The Celigo™ image cytometer simplifies required experiments in determining the vector amount to transduce as well as the post-transduction time point with maximal expression. The platform rapidly images and analyzes the fluorescence of GFP-tagged AAV vector-transduced target cells in 96-well plates.
- Target cells are seeded in each well of a 96-well plate and incubated overnight
- The cells are then transduced with six types of AAV-GFP vectors at high, medium, and low MOIs
- After incubating overnight, the Celigo images and analyzes brightfield and green fluorescence to measure the transduction efficiencies at three MOIs for different serotypes of AAV-GFP vectors
- The software identifies and segments cells to provide counts of both total cells and GFP+ cells
Directly measure MOI and AAV-dependent transduction efficiencies
The Celigo image cytometer captures brightfield and green fluorescent images to directly count the total number of cells in brightfield and identify GFP+ cells to determine the transduction efficiencies for each MOI and AAV vectors (Figure 1). To calculate the efficiencies, the number of GFP+ cells was divided by the total number of cells counted per well. The results are shown in Figure 2 for high, mid, and low MOI, as well as different AAV vectors, where AAV-A, E, and C showed the highest GFP% out of the 6 tested, indicating high transduction efficiencies.
Figure 1. Brightfield and fluorescent images with segmentation using Celigo software to determine transduction efficiencies.
Figure 2. Measured GFP% for 6 AAV vectors at high, mid, and low MOIs.

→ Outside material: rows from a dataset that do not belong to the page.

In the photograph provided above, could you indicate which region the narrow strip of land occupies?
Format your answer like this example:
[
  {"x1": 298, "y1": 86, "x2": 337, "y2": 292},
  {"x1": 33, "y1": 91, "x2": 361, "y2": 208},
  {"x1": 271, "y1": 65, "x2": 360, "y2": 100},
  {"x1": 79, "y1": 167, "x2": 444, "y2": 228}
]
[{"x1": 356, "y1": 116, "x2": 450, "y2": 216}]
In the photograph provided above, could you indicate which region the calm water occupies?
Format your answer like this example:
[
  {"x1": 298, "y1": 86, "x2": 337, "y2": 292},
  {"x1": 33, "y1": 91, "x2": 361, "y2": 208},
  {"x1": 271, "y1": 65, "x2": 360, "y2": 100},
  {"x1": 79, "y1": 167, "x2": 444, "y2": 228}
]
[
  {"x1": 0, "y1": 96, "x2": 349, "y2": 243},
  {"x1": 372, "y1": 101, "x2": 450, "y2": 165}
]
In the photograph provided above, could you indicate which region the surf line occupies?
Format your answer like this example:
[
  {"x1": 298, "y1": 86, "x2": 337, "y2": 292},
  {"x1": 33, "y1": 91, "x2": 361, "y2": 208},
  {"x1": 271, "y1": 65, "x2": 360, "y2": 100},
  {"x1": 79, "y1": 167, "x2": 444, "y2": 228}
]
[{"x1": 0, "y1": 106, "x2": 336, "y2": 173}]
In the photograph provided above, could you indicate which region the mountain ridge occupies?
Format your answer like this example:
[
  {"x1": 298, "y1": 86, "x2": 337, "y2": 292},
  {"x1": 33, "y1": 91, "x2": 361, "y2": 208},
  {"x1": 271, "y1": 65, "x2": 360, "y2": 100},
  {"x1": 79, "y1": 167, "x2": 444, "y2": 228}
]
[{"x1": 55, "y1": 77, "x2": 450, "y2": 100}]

Automatically measure fluorescent intensities to determine gene expression levels
In addition to providing high-resolution, whole-well images (Figure 3), the Celigo software automatically quantifies the integrated intensity (Figure 4). Larger and smaller areas around the region of interest (ROI) are measured, and the integrated intensity of the background is subtracted. This approach is more reliable for describing signal intensity independent of fluorophore density. This feature makes it easy for researchers to compare MOIs and select the best experimental conditions to maximize transduction efficiency.
Figure 3. GFP fluorescent images at high, mid, and low MOI showing bright GFP signals at the highest MOI and decreased signal with mid and low MOIs.
Figure 4. (a) Fluorescent intensity measurement using FCS Express™ to determine gene expression level. (b) The difference in GFP FL intensities for high, mid, and low MOIs.
For research use only. Not for use in diagnostic procedures.